Second pass through after a lot of minor patches to the site and custom syntax highlighting filtering added. Should be a lot more accurate less inaccurate now. Numbers probably still don't mean anything, but they aren't quite as large outright whoppers. J numbers are still way overstated due to the very common decision to just include the output inside the language tags rather than in a separate output section. Not really sure what to do about it (if anything.) I really don't want to take on trying to untangle that mess. --Thundergnat (talk) 21:29, 13 February 2022 (UTC)

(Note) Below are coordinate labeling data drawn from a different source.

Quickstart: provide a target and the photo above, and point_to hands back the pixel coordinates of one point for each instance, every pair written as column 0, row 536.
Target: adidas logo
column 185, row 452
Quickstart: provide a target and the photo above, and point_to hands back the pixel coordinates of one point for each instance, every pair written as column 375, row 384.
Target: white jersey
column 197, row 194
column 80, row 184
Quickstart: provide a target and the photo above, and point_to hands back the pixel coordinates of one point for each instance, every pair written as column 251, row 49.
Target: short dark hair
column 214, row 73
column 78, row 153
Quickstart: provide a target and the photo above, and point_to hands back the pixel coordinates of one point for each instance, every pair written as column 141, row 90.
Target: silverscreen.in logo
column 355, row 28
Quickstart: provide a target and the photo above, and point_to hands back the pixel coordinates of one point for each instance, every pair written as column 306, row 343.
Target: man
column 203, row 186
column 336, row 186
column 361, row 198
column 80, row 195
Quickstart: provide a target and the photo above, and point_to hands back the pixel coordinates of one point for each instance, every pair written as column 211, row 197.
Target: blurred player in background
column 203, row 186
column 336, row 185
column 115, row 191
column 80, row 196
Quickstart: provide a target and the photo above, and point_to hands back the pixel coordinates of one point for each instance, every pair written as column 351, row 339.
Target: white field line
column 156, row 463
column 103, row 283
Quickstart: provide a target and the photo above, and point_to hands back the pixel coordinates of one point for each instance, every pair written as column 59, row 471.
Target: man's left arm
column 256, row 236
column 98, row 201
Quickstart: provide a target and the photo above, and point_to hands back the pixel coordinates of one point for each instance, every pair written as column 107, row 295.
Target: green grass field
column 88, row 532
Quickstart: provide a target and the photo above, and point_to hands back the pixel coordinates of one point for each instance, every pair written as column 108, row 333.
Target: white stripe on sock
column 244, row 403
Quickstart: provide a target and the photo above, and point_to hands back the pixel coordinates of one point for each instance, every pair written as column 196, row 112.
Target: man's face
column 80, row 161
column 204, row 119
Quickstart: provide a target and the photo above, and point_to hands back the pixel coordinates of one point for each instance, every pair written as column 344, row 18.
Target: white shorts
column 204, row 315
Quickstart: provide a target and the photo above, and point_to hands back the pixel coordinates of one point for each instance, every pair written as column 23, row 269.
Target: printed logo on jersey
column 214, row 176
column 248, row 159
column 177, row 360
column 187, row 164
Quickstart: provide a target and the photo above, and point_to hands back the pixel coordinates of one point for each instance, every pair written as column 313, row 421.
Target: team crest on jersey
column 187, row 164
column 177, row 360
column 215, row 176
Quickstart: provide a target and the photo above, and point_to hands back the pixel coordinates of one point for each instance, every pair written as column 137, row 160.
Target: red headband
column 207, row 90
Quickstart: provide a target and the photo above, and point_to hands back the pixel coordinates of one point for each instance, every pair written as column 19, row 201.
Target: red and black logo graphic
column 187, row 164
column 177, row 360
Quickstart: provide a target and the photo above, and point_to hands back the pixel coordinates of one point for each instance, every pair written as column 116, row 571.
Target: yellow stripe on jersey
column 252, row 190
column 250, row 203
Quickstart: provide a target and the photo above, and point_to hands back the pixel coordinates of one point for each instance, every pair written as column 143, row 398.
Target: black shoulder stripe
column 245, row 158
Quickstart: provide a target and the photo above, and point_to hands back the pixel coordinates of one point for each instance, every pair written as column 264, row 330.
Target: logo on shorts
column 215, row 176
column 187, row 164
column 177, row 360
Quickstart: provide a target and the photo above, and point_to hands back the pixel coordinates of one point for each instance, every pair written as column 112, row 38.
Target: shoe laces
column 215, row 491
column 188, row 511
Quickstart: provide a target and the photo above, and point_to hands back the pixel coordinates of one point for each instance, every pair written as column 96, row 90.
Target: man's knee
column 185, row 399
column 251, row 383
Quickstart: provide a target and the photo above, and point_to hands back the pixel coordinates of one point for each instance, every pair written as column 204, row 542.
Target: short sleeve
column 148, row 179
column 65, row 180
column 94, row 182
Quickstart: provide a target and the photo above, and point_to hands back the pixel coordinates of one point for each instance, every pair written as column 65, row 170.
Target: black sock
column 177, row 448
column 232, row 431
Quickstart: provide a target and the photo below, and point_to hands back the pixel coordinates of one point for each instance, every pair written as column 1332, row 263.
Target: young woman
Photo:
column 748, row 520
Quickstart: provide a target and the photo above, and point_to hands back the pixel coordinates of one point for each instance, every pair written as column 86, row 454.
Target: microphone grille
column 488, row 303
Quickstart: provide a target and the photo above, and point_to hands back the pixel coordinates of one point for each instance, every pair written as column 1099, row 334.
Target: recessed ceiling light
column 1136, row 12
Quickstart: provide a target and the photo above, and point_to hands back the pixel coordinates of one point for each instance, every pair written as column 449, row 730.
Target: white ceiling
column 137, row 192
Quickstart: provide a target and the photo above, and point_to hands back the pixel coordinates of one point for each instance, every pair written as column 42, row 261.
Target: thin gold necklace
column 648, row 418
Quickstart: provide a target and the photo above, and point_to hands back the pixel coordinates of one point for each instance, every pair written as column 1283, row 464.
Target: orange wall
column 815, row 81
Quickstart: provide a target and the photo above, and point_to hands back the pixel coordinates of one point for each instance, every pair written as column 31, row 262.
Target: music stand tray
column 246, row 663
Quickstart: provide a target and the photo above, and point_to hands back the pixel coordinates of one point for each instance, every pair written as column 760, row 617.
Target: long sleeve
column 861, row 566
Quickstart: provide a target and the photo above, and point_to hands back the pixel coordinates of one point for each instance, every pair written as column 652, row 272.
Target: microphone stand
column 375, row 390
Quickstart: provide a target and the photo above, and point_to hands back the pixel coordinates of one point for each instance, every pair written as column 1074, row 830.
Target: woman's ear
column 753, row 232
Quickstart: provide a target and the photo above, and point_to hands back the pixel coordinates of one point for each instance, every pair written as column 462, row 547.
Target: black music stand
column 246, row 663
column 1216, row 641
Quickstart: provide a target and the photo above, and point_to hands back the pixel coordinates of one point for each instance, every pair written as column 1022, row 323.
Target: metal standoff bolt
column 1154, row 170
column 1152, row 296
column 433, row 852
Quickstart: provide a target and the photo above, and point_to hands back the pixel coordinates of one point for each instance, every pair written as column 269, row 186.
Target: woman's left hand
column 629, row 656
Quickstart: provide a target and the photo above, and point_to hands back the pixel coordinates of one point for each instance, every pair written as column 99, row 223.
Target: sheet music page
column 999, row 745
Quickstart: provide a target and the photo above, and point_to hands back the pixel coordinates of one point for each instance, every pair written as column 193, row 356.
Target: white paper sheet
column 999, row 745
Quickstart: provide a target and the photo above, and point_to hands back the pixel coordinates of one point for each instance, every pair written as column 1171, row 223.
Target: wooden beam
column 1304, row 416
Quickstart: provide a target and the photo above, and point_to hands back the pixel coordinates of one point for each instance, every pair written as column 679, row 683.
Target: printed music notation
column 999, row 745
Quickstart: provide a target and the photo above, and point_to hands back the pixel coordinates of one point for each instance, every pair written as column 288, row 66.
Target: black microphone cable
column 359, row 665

Some observations: Phix numbers are completely bogus due to the custom syntax highlighting code polluting every entry. Eventually I'll look into filtering. This is a very preliminary first whack at it. I expected Raku to have a higher percent of non-ASCII characters and was very surprised by J and REXX having so much. On closer investigation, J and REXX entries make heavy use of box line drawing characters... which aren't ASCII. Syntax highlighting directives are all over the place. Case doesn't matter but spelling nominally does. Though, to be fair, most of the syntax highlighting are very minor variations, so getting it wrong probably doesn't change much. There are a whole bunch of obvious typos in there too though. Sigh. --Thundergnat (talk), 08 February

Sorry about the Phix syntax highlighting mess. I'd love to use standard Geshi, and in fact do on my own site, but waited 6 years and nothing happened. In a lovely world there would be a special page on RC containing the geshi highlighting files for all languages, that anyone could edit in the usual way with the usual single-click to undo any vandalism, and periodically (bi-annual would be plenty) some admin pushes updates into the geshi dir. I guess you could even have a <lang PhixRC> mechanism whereby "release candidate" geshi updates could be tried out on selected pages without risking damaging the whole site. Alternatively it should actually be fairly straightforward for a man of your talents to html-strip the Phix entries (just sayin), and/or I'm not above being tasked to go and clean up my own mess, which one day I still hope to be able to do (trust me, I too despise my own minor updates showing up as complete gobbledeygook). I also wonder if it would be at all useful for the syntax highlighting column to contain (first/random) links to offending pages, so I could find out what page it thinks is using say "PL/1" or "Phi"? --Pete Lomax (talk) 10:04, 10 February 2022 (UTC)